I've spent most of my adult life working in newspapers. Actually, that may not be completely accurate. My wife of thirtysomething years might argue that I haven't quite reached the "adult" part yet. She's probably wondering if that's ever going to happen.

Sorry, I digress. During the working part of those three-plus decades, I've heard every joke there is about newspapers - many of which had a kernel or three of truth to them. What's the difference between a publisher and a sack of fertilizer - the sack. What's the difference between a publisher and a gorilla - it's been proven that a gorilla knows how to communicate with humans. How long does it take for a publisher to learn how to spell - nobody knows. Yup, heard 'em all.

Fortunately, publishers don't do all that much writing in most newspapers.

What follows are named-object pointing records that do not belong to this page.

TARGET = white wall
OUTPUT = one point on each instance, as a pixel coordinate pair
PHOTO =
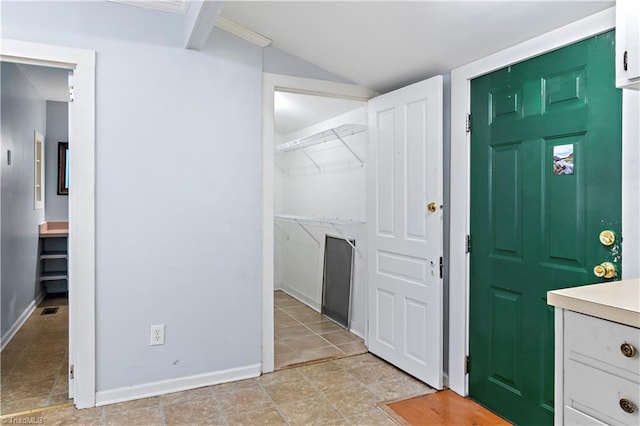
(276, 61)
(178, 181)
(56, 206)
(630, 184)
(22, 111)
(338, 191)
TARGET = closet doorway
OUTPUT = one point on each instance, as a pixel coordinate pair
(320, 146)
(35, 329)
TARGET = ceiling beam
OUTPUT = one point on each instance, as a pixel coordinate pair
(242, 32)
(199, 20)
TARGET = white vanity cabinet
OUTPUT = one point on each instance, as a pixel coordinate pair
(628, 44)
(597, 354)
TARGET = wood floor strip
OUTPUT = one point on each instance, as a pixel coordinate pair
(443, 408)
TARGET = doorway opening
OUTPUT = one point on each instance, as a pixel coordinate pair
(81, 201)
(319, 197)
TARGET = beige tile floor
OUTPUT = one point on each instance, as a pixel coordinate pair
(302, 335)
(343, 391)
(33, 366)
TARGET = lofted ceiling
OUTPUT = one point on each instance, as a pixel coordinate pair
(51, 83)
(293, 111)
(384, 45)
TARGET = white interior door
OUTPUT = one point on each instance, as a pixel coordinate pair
(405, 237)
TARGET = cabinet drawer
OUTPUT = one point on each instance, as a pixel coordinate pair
(597, 342)
(574, 418)
(597, 393)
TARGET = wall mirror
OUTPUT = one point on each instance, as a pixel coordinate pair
(63, 168)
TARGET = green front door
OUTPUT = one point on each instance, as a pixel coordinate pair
(545, 181)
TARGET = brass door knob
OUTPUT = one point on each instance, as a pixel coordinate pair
(605, 270)
(628, 350)
(607, 237)
(627, 406)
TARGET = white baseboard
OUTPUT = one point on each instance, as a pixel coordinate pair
(313, 304)
(176, 385)
(10, 334)
(357, 329)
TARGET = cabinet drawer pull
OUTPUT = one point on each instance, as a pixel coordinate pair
(627, 406)
(628, 350)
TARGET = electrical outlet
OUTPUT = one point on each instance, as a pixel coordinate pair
(157, 335)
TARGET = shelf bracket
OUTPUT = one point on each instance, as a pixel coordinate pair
(348, 147)
(311, 159)
(347, 240)
(308, 233)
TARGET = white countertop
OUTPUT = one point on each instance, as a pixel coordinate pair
(617, 301)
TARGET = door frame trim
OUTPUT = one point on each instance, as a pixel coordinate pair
(81, 263)
(270, 84)
(460, 187)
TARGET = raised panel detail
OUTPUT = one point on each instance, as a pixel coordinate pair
(505, 194)
(505, 105)
(403, 268)
(415, 338)
(506, 339)
(416, 161)
(386, 318)
(563, 215)
(385, 172)
(564, 90)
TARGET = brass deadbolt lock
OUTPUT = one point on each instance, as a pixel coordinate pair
(605, 270)
(607, 237)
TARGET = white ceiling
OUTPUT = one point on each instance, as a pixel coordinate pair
(51, 83)
(295, 111)
(386, 45)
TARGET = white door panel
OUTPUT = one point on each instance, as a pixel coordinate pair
(405, 239)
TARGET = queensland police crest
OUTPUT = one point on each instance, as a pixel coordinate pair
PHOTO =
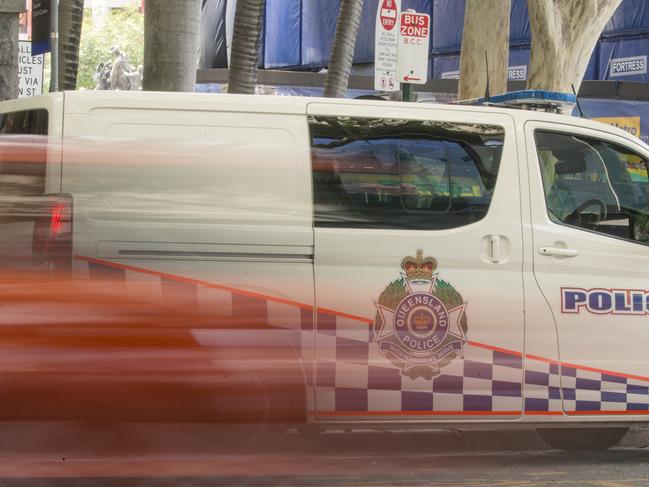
(420, 323)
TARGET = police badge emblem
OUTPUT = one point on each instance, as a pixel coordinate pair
(420, 323)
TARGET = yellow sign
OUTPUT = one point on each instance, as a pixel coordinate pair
(629, 124)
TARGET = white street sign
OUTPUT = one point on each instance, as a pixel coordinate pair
(385, 45)
(30, 71)
(414, 39)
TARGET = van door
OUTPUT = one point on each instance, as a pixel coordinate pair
(30, 168)
(418, 263)
(590, 210)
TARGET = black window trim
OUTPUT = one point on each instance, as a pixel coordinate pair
(566, 132)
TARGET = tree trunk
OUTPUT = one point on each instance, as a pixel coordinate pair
(70, 22)
(246, 41)
(564, 34)
(342, 51)
(486, 30)
(9, 12)
(171, 40)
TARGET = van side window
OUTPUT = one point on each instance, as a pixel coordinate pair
(595, 185)
(402, 174)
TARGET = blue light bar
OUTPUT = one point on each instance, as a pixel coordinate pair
(552, 101)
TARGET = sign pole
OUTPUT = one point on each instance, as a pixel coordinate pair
(386, 37)
(54, 44)
(412, 54)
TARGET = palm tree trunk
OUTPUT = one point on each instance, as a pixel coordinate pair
(70, 23)
(564, 34)
(477, 40)
(246, 41)
(342, 51)
(171, 41)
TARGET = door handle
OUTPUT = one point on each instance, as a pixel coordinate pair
(558, 252)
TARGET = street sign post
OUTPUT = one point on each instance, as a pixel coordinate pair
(412, 54)
(30, 71)
(386, 45)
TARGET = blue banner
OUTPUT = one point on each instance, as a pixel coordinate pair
(519, 24)
(624, 59)
(631, 116)
(448, 66)
(632, 16)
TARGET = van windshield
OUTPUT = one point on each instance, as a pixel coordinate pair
(595, 185)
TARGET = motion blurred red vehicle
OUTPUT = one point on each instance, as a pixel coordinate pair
(87, 351)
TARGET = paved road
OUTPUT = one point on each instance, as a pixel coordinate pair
(190, 455)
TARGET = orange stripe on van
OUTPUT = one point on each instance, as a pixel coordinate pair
(418, 413)
(607, 372)
(541, 359)
(495, 349)
(197, 282)
(608, 413)
(360, 319)
(222, 287)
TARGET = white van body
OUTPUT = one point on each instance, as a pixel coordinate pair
(548, 321)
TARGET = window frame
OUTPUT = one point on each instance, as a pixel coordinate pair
(390, 224)
(585, 133)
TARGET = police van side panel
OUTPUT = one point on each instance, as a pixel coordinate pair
(588, 191)
(418, 264)
(202, 204)
(30, 168)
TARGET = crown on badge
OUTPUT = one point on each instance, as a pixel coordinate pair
(420, 267)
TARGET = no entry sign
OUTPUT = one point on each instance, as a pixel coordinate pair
(412, 54)
(386, 45)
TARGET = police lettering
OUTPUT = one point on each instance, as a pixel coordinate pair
(604, 301)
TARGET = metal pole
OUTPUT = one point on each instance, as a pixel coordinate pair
(54, 44)
(406, 89)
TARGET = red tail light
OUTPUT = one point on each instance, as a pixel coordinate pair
(52, 242)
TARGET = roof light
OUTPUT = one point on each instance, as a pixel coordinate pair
(539, 100)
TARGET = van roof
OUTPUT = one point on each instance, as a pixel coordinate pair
(85, 101)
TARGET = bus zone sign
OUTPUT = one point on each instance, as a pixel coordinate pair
(386, 45)
(412, 54)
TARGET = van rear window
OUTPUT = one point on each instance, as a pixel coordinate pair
(387, 173)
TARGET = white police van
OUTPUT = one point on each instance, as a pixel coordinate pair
(453, 265)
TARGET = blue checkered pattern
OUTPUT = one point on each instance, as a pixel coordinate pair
(351, 375)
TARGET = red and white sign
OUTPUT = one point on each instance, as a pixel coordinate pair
(386, 45)
(412, 54)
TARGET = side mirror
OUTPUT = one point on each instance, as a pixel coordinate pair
(570, 167)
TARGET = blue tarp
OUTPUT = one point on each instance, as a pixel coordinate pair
(632, 16)
(282, 33)
(318, 29)
(448, 24)
(624, 59)
(213, 50)
(448, 21)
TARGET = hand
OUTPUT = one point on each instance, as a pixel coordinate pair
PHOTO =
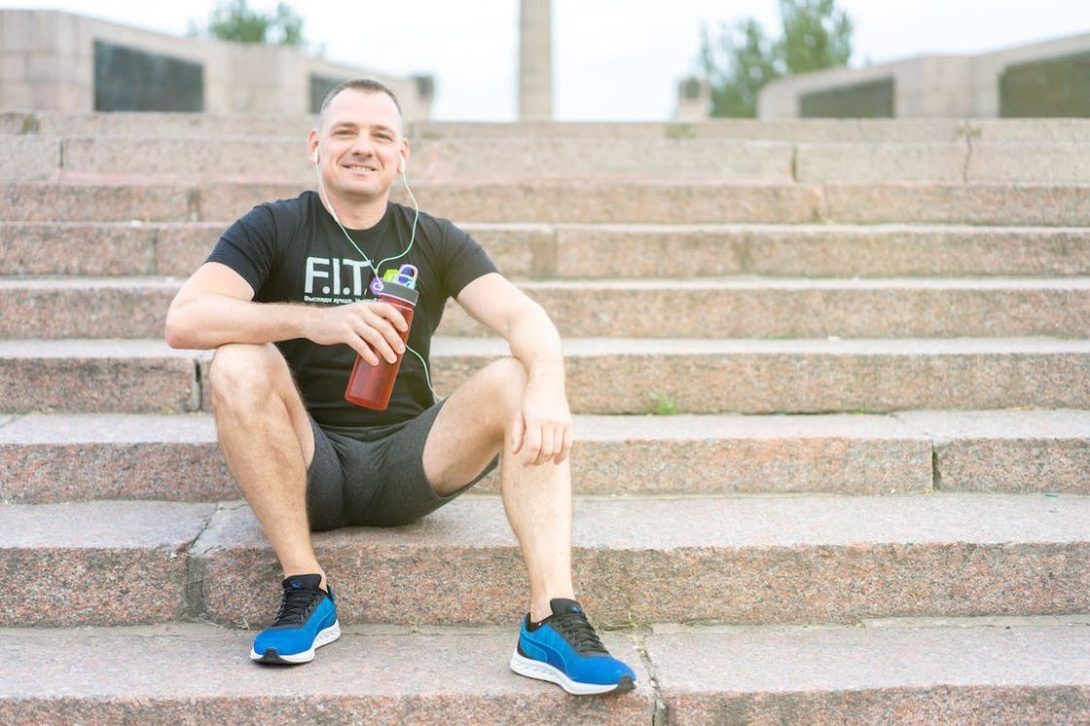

We leave that to the pros who are reporters, city editors, copy desk rim and slot staff and beyond. The bigger the newspaper, the bigger and more layered the staff. For the most part, those folks do a wonderful job. They take an awful lot of information in a very short period of time and get it on the page and ready for you, dear reader, to read.

Is it perfect? Not always. Is it as good as say . . .the Saturday Evening Post? No, but magazine folks have a month to go over stories and pages. They have a month to proof, copy edit, tweak and make perfect. Newspaper types get maybe six to eight hours.

And, jokes aside, I'm proud to say they mostly get it right.

Uh-oh, I see some of you are shaking your heads right about now. No, no, that Timmons guy is all wet. I see mistakes all the time. Is he crazy? Is he blind? (Again, please don't ask my wife.)

I get that people think that. It's been the perception about newspapers for a long, long time. And we all know the old saying that perception is reality.

So let's find out.

From now until the Indy 500 race - Sunday, May 24 - I'll make you a deal. If you find an error on the news and sports pages of The Paper (not counting the paid advertisements) and are the first one to let me know via e-mail I'll give you one American dollar! Yes sir, free money! All you've got to do is find a goof. Could be a misspelling, a factual error, grammar, AP Style, a left when it should've been a right . . . you get the idea. Be the very first one to send me an e-mail - it's ttimmons@thepaper24-7.com - and I'll get you the loot. To clarify, it's got to be an e-mail. Think I want to hear you laugh on the phone or in person? No way. E-mails only, my friends.

You see, I'm betting (U.S. dollars) that we don't make as many errors as is perceived. I'm hoping that by the time Jim Nabors warms up his vocal chords for Back Home Again in Indiana you agree with me. Either way, I guess we're about to find out.

To show I'm a good sport (and to prove to the staff I'm not as big a cheapskate as they think) I'll help get someone off to a good start. There is at least one mistake in my column today. Put in there on purpose just so somebody can get that first dollar. Whoever lets me know the quickest wins the first of what I'm hoping are very few dollars.

OK, last newspaper joke. How do you get a reporter to turn in their story by 4 - tell them the deadline is 2. You, dear reader, have more than a month of deadlines and - I hope - not very many e-mails.